Mathieu Khedimi

Personal information
- Born: 19 February 1964 Mediouna, Algeria
- Died: 31 December 2023 (aged 59) Saint-Estève, France

Playing information

Rugby union
Club
| Years | Team | Pld | T | G | FG | P |
| ????–82 | USA Perpignan |  |  |  |  |  |

Rugby league
- Position: Hooker
Club
| Years | Team | Pld | T | G | FG | P |
| 1982–97 | AS Saint-Estève |  |  |  |  |  |
Representative
| Years | Team | Pld | T | G | FG | P |
| 1987–94 | France | 9 | 1 | 0 | 0 | 4 |

Coaching information
Representative
| Years | Team | Gms | W | D | L | W% |
| 1997–?? | AS Saint-Estève |  |  |  |  |  |
- Source: As of 29 January 2021
- Relatives: Matthieu Khedimi (son)

= Mathieu Khedimi =

France international rugby league and union footballer (1964–2023)

Mathieu Khedimi (19 February 1964 – 31 December 2023) was a French rugby league coach and player. He played as hooker or lock forward. He played his entire career for AS Saint-Estève with which he won several titles. An author of the rugby league literature considered him as "long the soul of the club".

==Biography==
Khedimi was trained in rugby union in the ranks of USA Perpignan, reaching the Reichel Championship semi-final in 1982, under the guidance of the coach Louis Cros.

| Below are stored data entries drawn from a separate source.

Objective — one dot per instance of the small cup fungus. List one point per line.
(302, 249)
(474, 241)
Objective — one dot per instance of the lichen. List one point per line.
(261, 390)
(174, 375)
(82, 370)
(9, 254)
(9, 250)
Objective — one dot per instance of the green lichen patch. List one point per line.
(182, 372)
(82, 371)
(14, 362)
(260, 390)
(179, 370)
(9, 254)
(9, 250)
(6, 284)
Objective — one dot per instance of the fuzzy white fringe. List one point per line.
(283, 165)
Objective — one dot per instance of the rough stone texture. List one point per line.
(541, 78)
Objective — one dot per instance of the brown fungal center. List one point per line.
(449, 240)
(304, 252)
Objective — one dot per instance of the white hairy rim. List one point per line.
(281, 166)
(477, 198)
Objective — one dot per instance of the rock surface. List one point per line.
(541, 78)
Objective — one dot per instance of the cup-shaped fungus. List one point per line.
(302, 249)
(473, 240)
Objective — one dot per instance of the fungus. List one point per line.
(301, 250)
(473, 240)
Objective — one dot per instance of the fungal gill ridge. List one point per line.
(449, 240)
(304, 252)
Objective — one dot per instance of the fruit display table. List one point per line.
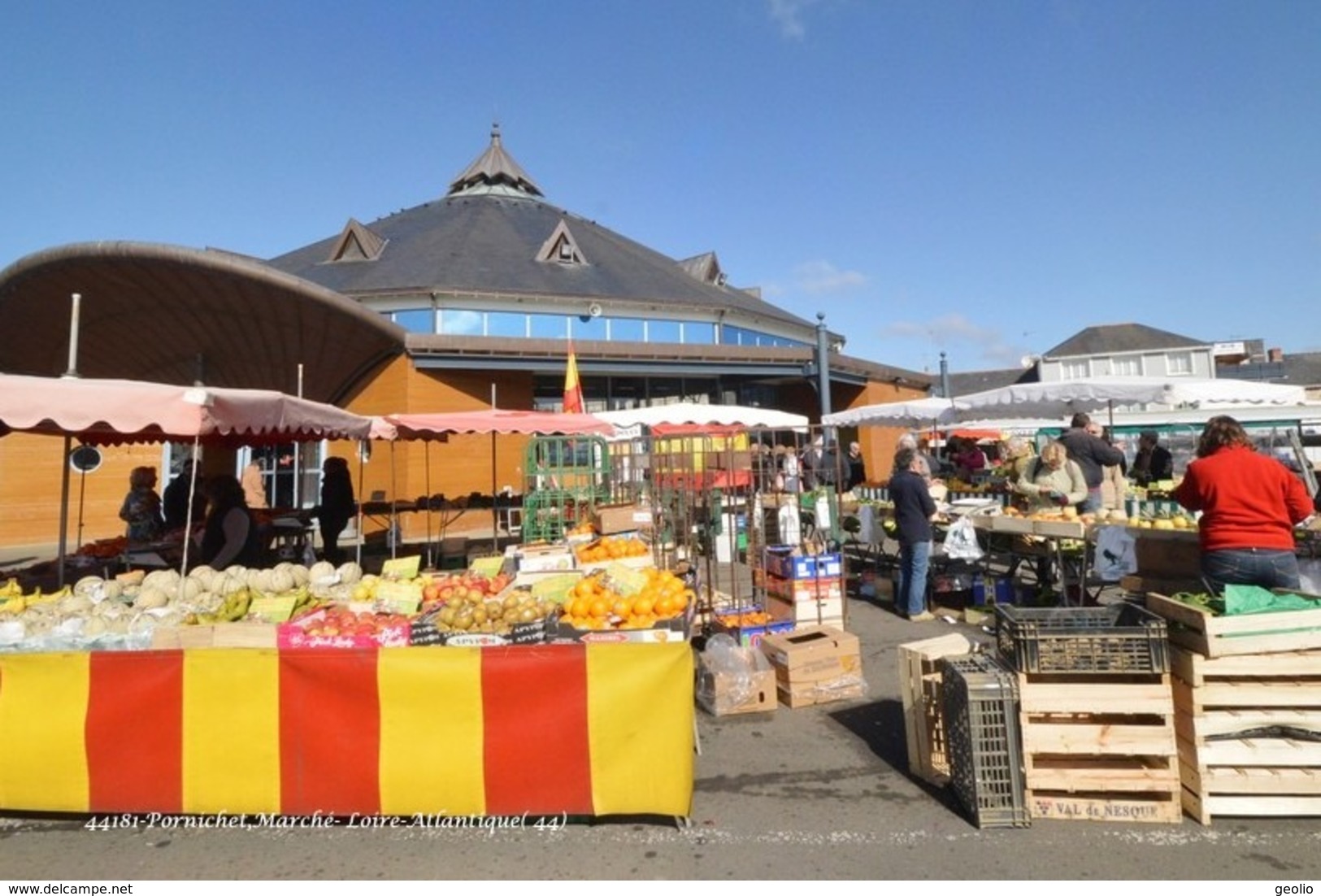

In rugby league, he was part of the great Saint-Estève team, collecting the titles of the French Championship and Lord Derby Cup in the 1980s and the 1990s.

==Career==
Finally, he earned 9 caps for France between 1987 and 1994, taking part at the 1985-1988, 1989-1992 and 1995 World Cups. He was also the coach of AS Saint-Estève in 1998, with a French Championship and Lord Derby Cup title.
Before his death, Khedimi was the French Rugby League Federation vice-president, along with Marc Palanques.

==Personal life==
Mathieu Khedimi was father of the rugby league players Matthieu Khedimi and Romain Khedimi, the former being a French international.

In his civil life, he owned an earthworks company, after being a municipal police officer.

Khedimi died on 31 December 2023, at the age of 59.

== Honours ==
=== Player ===
- Team Honours :
  - Winner of the French Championship : 1989, 1990, 1993 and 1997 (Saint-Estève).
  - Winner of the Lord Derby Cup : 1987, 1993, 1994 and 1995 (Saint-Estève).
  - Runner-up at the French Championship : 1992, 1995 and 1996 (Saint-Estève).
  - Runner-up at the Lord Derby Cup :1988 and 1990 (Saint-Estève).

=== Coach ===
- Team honours :
  - Winner of the French Championship : 1998 (Saint-Estève).
  - Winner of the Lord Derby Cup : 1998 (Saint-Estève).